Overall though, Trump budget director Mick Mulvaney told Congress these spending levels were just right.

Mr. Mulvaney, in his letter, said spending at the levels Congress authorized would add too much to the federal deficit. “We believe that this level responsibly accounts for the cap deal while taking into account the current fiscal situation,” he wrote.

Now for a little reality check from the Washington Post:

The Republican turnaround on economic policy stands in sharp contrast to the party’s opposition to President Barack Obama’s stimulus program during the Great Recession. At that time, Rep. Paul D. Ryan (R-Wis.), now the speaker of the House, warned of a “debt crisis” and said that “spending is the problem.” Trump’s budget director, Mick Mulvaney, then a congressman from South Carolina, derided Obama’s spending plans as a “joke” and backed a constitutional amendment requiring a balanced budget.

Now, GOP leaders are largely silent on the two issues that had preoccupied them for the past decade — total spending and the growth of federal entitlements …

Mulvaney went on CBS’s Face the Nation Sunday and actually said he wouldn’t vote for Trump’s legislation if he were still in Congress. What a vision in courage—just like Paul Ryan, the Republicans’ supposed fiscal wonk and deep thinker who’s now spending the nation into oblivion.

One of the biggest flash points is likely to be his decision to no longer aim to balance the budget over 10 years. That had been a North Star for the Republican Party for several decades, and GOP lawmakers took the government to the brink of default in 2011 when they demanded a vote on an amendment to the Constitution that would prohibit the government from spending more than it takes in. […]

To some degree, the president and his congressional allies are harking back to the policies of a free-spending, tax-cutting predecessor Trump has long maligned — George W. Bush.

Well, that turned out well, didn’t it?

For real, can we please drop this “North Star” business? It’s nothing but a GOP ruse. They harp on deficits right up until they grab control of Congress. Then they take a hatchet to taxes and spend like drunken sailors—always at all the wrong times.
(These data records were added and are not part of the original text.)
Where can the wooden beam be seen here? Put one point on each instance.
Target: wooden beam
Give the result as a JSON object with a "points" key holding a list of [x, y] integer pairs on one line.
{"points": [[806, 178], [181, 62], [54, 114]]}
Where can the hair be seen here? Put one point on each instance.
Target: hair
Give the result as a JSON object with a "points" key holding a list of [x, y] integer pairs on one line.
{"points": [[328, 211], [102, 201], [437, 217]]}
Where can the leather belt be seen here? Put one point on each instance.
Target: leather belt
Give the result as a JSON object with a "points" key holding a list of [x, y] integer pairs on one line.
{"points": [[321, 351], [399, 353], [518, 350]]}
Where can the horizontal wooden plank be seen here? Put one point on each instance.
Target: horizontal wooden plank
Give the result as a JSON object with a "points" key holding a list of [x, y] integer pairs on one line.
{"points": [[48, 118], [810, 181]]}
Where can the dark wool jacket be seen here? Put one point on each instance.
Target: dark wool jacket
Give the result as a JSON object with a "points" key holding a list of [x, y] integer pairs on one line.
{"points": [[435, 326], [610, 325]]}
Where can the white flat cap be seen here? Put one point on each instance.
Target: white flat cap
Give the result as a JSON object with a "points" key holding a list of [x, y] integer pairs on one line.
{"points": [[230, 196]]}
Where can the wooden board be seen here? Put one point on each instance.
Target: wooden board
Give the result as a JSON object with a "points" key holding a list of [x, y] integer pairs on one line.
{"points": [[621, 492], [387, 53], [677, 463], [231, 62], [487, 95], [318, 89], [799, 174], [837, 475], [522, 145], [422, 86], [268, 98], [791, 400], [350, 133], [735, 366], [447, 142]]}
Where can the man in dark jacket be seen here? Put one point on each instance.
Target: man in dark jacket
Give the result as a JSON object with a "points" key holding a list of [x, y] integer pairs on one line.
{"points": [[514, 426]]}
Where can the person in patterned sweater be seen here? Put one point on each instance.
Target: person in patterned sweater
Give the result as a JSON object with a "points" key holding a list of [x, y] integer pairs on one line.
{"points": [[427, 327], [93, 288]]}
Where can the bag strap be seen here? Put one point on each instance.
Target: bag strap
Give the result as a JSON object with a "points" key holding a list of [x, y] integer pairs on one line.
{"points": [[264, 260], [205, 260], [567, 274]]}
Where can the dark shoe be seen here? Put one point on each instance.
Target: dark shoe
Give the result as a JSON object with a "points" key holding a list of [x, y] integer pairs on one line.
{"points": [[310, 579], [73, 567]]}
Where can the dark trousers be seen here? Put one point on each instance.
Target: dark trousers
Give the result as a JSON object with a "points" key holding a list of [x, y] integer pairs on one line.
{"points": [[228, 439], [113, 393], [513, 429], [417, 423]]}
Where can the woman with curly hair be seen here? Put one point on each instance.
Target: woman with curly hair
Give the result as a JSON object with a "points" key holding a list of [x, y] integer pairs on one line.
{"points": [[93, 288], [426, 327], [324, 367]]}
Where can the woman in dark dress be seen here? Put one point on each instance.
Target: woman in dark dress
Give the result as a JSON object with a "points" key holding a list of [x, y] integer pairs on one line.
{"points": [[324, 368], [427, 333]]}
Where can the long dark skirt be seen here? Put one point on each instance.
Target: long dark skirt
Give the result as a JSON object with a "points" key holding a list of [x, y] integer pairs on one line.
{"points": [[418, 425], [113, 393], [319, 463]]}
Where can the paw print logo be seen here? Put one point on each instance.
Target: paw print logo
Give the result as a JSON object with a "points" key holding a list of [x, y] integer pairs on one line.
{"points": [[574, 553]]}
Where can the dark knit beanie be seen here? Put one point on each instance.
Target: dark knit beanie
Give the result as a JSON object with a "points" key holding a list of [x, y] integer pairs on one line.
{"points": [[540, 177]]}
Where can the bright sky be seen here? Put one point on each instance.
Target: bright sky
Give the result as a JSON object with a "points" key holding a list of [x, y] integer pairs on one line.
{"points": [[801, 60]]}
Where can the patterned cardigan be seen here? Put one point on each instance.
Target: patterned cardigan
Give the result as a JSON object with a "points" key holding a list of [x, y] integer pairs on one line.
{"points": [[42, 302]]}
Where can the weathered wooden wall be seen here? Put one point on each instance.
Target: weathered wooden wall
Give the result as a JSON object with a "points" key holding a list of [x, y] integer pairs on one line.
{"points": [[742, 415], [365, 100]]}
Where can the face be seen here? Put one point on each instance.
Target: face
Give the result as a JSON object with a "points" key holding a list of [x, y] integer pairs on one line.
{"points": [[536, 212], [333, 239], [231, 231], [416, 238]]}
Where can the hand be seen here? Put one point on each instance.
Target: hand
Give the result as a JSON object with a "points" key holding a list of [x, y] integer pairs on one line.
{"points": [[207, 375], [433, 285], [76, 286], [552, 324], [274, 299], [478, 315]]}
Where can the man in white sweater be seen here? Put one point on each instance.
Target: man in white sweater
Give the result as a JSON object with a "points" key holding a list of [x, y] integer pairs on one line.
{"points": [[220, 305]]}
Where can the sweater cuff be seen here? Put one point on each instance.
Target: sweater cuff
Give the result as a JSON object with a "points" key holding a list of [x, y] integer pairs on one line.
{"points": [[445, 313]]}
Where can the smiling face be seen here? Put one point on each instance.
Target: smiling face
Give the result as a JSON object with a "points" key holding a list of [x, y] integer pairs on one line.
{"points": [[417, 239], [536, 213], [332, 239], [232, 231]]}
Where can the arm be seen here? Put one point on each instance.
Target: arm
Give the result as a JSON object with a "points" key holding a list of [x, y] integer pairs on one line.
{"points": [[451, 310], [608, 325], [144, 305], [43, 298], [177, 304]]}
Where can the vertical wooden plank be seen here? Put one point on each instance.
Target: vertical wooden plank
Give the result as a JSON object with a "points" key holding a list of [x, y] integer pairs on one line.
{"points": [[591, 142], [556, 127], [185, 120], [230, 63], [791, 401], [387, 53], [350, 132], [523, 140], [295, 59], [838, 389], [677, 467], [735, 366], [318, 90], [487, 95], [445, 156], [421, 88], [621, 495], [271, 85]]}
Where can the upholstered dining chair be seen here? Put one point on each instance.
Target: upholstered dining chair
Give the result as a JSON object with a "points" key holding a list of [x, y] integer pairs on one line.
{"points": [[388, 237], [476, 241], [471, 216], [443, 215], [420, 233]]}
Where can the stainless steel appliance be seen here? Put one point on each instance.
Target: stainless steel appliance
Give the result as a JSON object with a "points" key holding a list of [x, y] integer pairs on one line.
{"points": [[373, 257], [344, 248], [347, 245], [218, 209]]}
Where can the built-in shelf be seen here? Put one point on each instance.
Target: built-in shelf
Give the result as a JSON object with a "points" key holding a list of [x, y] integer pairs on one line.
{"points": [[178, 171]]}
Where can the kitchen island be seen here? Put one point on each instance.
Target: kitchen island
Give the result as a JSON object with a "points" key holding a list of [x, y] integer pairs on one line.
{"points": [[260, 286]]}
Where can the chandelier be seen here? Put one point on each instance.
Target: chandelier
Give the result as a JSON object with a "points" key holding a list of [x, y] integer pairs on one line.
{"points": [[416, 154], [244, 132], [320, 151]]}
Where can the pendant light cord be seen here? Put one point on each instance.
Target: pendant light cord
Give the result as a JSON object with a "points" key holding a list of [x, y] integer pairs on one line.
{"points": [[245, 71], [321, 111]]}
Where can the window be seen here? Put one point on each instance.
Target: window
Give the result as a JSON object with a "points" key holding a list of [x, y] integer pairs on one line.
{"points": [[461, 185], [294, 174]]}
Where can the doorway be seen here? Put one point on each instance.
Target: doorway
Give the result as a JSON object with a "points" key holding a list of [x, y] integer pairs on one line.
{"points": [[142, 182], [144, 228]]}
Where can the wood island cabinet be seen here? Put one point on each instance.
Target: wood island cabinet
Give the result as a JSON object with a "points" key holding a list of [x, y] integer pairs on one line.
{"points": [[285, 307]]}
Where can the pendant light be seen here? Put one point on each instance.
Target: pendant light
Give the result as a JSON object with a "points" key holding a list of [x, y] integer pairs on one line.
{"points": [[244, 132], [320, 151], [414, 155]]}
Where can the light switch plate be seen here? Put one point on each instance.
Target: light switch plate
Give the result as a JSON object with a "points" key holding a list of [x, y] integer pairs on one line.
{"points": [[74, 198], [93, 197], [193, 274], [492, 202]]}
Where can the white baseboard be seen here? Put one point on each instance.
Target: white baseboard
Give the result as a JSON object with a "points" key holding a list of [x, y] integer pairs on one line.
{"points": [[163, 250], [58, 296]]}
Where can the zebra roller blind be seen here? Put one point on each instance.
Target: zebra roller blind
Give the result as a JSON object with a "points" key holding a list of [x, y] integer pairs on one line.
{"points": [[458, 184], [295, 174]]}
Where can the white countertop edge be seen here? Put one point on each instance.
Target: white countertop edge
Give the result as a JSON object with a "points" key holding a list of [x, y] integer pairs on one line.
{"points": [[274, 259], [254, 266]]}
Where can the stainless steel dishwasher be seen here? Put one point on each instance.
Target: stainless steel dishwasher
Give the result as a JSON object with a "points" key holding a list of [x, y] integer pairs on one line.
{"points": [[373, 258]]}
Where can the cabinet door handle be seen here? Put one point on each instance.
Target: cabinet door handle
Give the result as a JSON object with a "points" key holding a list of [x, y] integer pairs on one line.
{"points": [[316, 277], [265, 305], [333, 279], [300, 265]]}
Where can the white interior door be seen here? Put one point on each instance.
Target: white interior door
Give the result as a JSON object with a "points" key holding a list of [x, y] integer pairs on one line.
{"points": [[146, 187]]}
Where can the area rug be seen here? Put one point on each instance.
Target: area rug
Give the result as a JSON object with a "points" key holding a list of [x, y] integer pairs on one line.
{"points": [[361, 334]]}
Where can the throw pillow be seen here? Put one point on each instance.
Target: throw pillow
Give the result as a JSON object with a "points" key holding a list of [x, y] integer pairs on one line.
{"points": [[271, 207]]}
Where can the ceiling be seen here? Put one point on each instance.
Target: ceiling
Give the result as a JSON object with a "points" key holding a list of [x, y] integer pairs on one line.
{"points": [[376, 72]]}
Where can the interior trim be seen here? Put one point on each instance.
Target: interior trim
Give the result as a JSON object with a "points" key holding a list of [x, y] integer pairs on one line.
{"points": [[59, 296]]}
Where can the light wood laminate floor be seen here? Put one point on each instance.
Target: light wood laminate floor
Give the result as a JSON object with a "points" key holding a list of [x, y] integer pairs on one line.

When the economy was in freefall after President Obama took over in 2009, the nation needed a cash infusion and all the GOP did was decry deficits. Now that the economy is humming along at a decent clip—they’re flooding the zone at the exact wrong moment.

Trump’s tax and spending plan will shower the economy with hundreds of billions of additional dollars in coming years, which is expected to spur growth but risks a cycle of rising prices. Financial markets have been selling off, in part, because of inflation fears.

“The economy appears to be on the verge of overheating and ­arguably needs less, not more, stimulus,” economist Jim O’Sullivan of High Frequency Economics said in a research note Friday.

Let’s all hope it doesn’t “overheat” in any serious way—because the Republicans at the wheel right now have proven exactly one thing since they took over in 2017: They are woefully underprepared to handle a crisis of any sort.